BY RICHARD DRASIMAKU
ARUA: TUESDAY, JULY 07, 2026
At a road side of the Go-down road in the centre of the bustling Arua City, the crackling of metals is a constant occurrence, reverberating to fill the airwaves.
As the young men harmer to shape metals into different products, the women are busy painting the shaped metals into glittering final products.
These are members of the Tongilo Gaagaa Youth Association who specialty is metal fabrication to make products such as boxes, cooking stoves, hand washing containers among others.

The group of six men and four women was a beneficiary of the Youth Livelihood Program (YLP) where in 2024, they received sh10m from the government.
Fred Afeku, the group secretary said they spent sh6.5m to stock the raw material comprising new stuff like MS plates and old metal scraps. They also bought additional tools such as hammers, scissors among others.
But they also kept the sh3.5m in their bank account to cover emergencies that could arise from unforeseen circumstances.
Since them, the Tongilo youth association has refunded sh1m to the project recovery account and is scheduled to reimburse another sh2m in the coming days.
Their major challenge is the seasonality of business where for instance things like boxes have good demand when students are returning to school at the beginning of the term after which products remain decorating the roadside.

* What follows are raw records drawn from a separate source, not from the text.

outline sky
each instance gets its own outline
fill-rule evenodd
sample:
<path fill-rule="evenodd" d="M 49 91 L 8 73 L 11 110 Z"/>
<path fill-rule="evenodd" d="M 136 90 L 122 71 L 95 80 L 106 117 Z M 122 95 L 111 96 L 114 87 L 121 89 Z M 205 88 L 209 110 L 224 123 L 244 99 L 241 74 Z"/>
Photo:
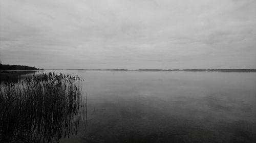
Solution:
<path fill-rule="evenodd" d="M 255 0 L 0 0 L 2 64 L 256 69 Z"/>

Tongilo is one of the ten YLP groups who have begun recovering funds that were seeded to capitalize their business.
According to Jimmy Droma, the assistant Town Clerk in charge of YLP and the Uganda Women Entrepreneurship Program (UWEP), only ten groups out of the 330 that were funded in Arua City under YLP have begun recovery of funds.
The government has invested a total of sh2,736,396,000 in YLP in Arua City since 2014/2015 Financial year and sh447,227,636 to 75 groups under UWEP. The total amount of funds given to Arua city under both programmes is Sh3,183,624,636 for 405 women and youth groups.
Due to the very low recovery rate, the Central government has suspended payment of further project financing to Arua City.
However, the officials have been directed to intensify efforts to recover the funds in the next one to two months in order to reinstate the financing of new projects.
Meanwhile the government has allowed refinancing of groups who have demonstrated good practice by recovering the funds and maintaining the projects that they started.
John Engabi, the Coordinator of UWEP and YLP in Northern I region which comprises Kiboga, Luweero, Kyankwanzi, and West Nile excluding Moyo, Obongi and Adjumani, said implored the members of the youth and women councils to play key role in recovering the funds.

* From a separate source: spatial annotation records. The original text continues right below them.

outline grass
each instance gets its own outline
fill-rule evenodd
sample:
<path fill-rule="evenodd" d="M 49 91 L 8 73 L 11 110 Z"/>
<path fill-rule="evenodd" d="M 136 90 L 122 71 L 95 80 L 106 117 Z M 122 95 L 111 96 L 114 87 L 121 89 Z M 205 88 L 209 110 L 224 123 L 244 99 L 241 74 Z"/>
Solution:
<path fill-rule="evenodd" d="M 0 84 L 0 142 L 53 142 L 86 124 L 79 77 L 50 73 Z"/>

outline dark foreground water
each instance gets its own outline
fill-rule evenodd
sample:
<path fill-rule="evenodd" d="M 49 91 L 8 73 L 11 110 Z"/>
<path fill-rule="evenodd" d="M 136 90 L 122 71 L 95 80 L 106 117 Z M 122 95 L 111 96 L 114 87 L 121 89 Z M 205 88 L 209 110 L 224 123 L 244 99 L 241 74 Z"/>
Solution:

Arua city has about 4,800 beneficiaries under both programs but city officials openly admitted that they do not know where some of the projects are located.
This is because whereas the projects are listed in the records books, there is nothing on the ground to show as evidence of existence.
Some of the community project officials or group members reportedly shared the money among themselves and mishandled it.
Those must be traced and forced to repay so that other people can be funded to support their businesses, Engabi said.
He tasked the City officials to trace and establish location of the groups funded, saying that there had been an elaborate procedure for selection which involved people from the city, the district and the sub counties and Divisions.
Engabi informed the gathering that signatories for every group included the Sub County chief, the sub accountant and the group chairperson, making it impossible for anyone to withdraw money from group accounts without the knowledge of a responsible government officer.
Successful recovery of the funds will see the government lifting the suspension and resuming funding to more youth and women groups but failure to recover the funds- officials have threatened to arrest culprits.
The UWEP and YLP are two flagship affirmative action programs of the government specifically targeting women and youths with the aim of improving household incomes through provision of financial seed capital for local investment.

Job Richard Matua, the Arua City Assistance Resident commissioner, commended the government for funding the programs and advised the women and young people to take full advantage of the City’s location within the proximity to the Democratic Republic of Congo where pre-Ebola epidemic business was bristling.
Matua urged the groups to invest in highly demanded produce such as tomatoes and other horticultural crops whose deficit in production has been compensated by supply from central Uganda and yet these produce have high demand in DR Congo.
He explained that the dual programs fit well within the confines of the governments socio-economic transformation agenda where in the new five-year term, the government want to every Ugandan to move away from subsistence economy to money economy and propel the country into the upper middle income status.